Reputation: 1250
I am visualizing the titanic dataset. I created 9 different age categories and was trying to visualize the age_categories vs Survived using a bar chart. I wrote the following piece of code:
age_cats = [1, 2, 3, 4, 5, 6, 7, 8, 9]
df_train['Age_Cats'] = pd.cut(df_train['Age'], 9, labels = age_cats)
sns.barplot(x = 'Age_Cats', y = 'Survived', hue = 'Sex', data = df_train)
I am not understanding what do the numbers on the Y-axis represent?
My assumption is:
{n(Survived = 1)}/{n(Survived = 1) + n(Survived = 0)} or the ratio of people survived out of all people in that category. But how is seaborn calculating it? Or do the numbers on the Y-axis represent anything else?
Upvotes: 0
Views: 479
Reputation: 339200
The bar plot shows the survival rate or percentage of people who survived.

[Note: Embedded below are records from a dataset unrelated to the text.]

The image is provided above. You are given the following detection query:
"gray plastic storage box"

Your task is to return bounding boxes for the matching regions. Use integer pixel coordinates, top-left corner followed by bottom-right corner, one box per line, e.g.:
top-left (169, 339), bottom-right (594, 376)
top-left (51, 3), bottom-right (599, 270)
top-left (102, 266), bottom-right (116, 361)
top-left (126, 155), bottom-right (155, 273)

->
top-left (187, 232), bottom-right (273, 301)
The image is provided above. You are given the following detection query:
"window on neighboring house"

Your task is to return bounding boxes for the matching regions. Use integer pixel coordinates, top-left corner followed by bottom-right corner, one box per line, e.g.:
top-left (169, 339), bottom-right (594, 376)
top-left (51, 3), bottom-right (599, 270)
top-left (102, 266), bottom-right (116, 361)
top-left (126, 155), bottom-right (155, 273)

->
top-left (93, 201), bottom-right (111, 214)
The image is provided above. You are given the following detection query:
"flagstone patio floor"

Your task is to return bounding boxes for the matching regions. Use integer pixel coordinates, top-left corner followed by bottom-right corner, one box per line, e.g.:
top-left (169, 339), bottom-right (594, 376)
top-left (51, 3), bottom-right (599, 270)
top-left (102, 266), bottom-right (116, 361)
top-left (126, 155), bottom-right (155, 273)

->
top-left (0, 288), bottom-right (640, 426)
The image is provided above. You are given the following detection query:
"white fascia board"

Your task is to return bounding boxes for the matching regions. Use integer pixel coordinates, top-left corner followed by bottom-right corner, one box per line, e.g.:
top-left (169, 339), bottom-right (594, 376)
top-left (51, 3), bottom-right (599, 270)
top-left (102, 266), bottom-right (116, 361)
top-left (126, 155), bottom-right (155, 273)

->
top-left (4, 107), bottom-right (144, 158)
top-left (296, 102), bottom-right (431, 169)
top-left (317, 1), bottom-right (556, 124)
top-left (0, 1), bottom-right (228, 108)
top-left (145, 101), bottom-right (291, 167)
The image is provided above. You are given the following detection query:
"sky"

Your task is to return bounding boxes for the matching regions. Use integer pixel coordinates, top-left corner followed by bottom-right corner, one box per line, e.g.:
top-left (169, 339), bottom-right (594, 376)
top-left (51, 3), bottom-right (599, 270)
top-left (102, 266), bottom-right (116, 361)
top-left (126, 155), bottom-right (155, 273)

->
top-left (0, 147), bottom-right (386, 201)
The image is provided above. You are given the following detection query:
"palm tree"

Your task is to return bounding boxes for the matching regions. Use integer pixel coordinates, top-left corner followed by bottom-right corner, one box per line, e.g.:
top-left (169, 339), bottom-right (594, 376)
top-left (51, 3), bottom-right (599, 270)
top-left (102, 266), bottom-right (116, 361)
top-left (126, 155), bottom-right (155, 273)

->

E.g. in the age class 1 60% of all males survived. In the age class 7 less than 15% of all males survived.
This is calculated by taking the mean of the survival variable for that age class. E.g. if you had 3 people, 2 of which survived, this variable could look like [1,0,1]
, the mean of this array is (1+0+1)/3=0.66
; the bar plot would hence show a bar up to 0.66.
Upvotes: 1